Brasileiros

A incrível história de Liselot Kahns

Página B - Brasil

Alemã de origem judia, com apenas 23 anos ela ajudou na fuga de um dos principais adversários de Hitler. No ano seguinte, desembarcou no Brasil em pleno Estado Novo
Luiza Villaméa
Publicado em: 18/09/2017 - 16:33Alterado em: 18/09/2017 - 16:33
O passaporte usado por Lilo para fugir do nazismo levava seu nome de solteira (Foto: Reprodução)

Lilo não era mulher de se derreter de emoção, mas sentiu um baque ao ver o nome do largo que atravessava, perto da rua onde seu pai tivera uma das mais sofisticadas lojas de Berlim nos anos 1930: praça Rudolf Breitscheid. Ela já estava perto dos 70 anos. O que seria uma visita à cidade onde nascera, em janeiro de 1918, se transformou em uma viagem de décadas no tempo.

Diante da placa em homenagem a Breitscheid, Lilo se viu com 22 anos, no elevador do prédio em Paris onde ela e os pais se instalaram ao fugir da perseguição aos judeus na Alemanha nazista, usando um passaporte tcheco. Ela estava com a mãe, Dora, quando entrou no elevador um vizinho, um senhor “alto, bonitão”, como ela lembraria em depoimento nos anos 2.000, na casa onde morava, no Alto dos Pinheiros, em São Paulo.

“Minha mãe não falava francês. Eu falei com ela em alemão, bem baixinho, mas ele ouviu algumas palavras”, contou Lilo. Meia hora depois de as duas saírem do elevador, a zeladora do prédio tocou a campainha para perguntar se o senhor que encontraram no elevador poderia fazer-lhes uma visita. Pouco depois, ele se apresentou. Era Rudolf Breitscheid, líder do Partido Social Democrata alemão, que havia combatido a ascensão de Adolf Hitler, mas perdera a batalha e fora obrigado a deixar o país. “Breitscheid tinha sido o inimigo público número 1 de Hitler e estava na França sob a proteção do ministro Herriot”, lembrava Lilo. Era um paradoxo. Ex-presidente do Conselho dos Ministros, Édoaurd Herriot protegia o adversário do nazismo ao mesmo tempo que se alinhava com o marechal Philippe Pétain, aquele que, no comando da parte da França não ocupada, colaborava com Hitler.




Lilo, ao volante, passeia com amiga, nos arredores de Berlim, onde vivia até 1938 (Foto: Álbum de família)

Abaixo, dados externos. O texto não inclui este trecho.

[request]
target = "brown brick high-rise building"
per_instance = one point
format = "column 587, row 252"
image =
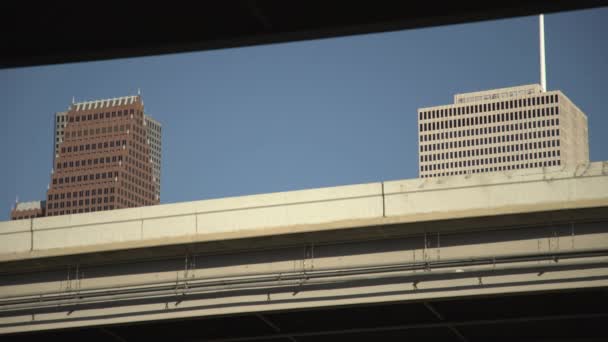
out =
column 104, row 158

O certo é que Breitscheid tinha sido alertado a abandonar Paris. Sabendo que a família de Lilo tinha carro, resolvera pedir ajuda, além de aconselhar os vizinhos a fugir, pois as tropas de Hitler não tardariam. “Naqueles dias não havia como se locomover. Não tinha condução, táxi, nada. Ele queria se encontrar com a família, no sul da França. Em compensação, ele conseguiria um salvo-conduto no Ministério do Interior para que nós também pudéssemos deixar Paris”, contou Lilo várias vezes para o filho Cláudio Kahns, produtor do filme Imagens do Estado Novo 1937-1945, que é dedicado a ela por sugestão do diretor Eduardo Escorel: “Minha mãe dirigia bem, desde os 14 anos. E levou Breitscheid para uma cidadezinha perto de Bordeaux, no Citroën da família.”

Lilo é como Liselot Kahns sempre foi conhecida. Naquela época, ela assinava o sobrenome de solteira, Schönberg. Quando ela e os pais, Dora e Heschel, deixaram Paris, seu irmão Oscar já se encontrava em Los Angeles, na Califórnia. Lá, Oscar preparava o terreno para a futura chegada da família e corria atrás do sonho de se tornar ator em Hollywood. Ficava cada vez mais evidente que na Europa dominada pelo nazismo não haveria espaço para judeus, a começar por comerciantes ricos como Heschel, peleteiro bem-sucedido tanto em Berlim quanto em Paris. O patriarca da família, no entanto, era o que mais resistia à ideia de abandonar a Europa.

Quando se preparava para deixar o apartamento de Paris, à margem esquerda do rio Sena, Lilo começou a separar alguns objetos que pretendia levar consigo: “Eram algumas peças, prataria do apartamento, mas meu pai não me deixou levar nada. Mandou deixar tudo para trás, dizendo que em 15 dias estaríamos de volta. Quinze dias. Ele nunca mais viu Paris”. Heschel não viu também as mercadorias que carregara junto com a filha para um galpão do interior da França, na tentativa de preservá-las dos bombardeios, cada vez mais frentes na capital francesa. Foram várias viagens, ida e volta que somavam 500 quilômetros, vencidos no mesmo dia, no Citroën preto que depois transportaria o político alemão Breitscheid.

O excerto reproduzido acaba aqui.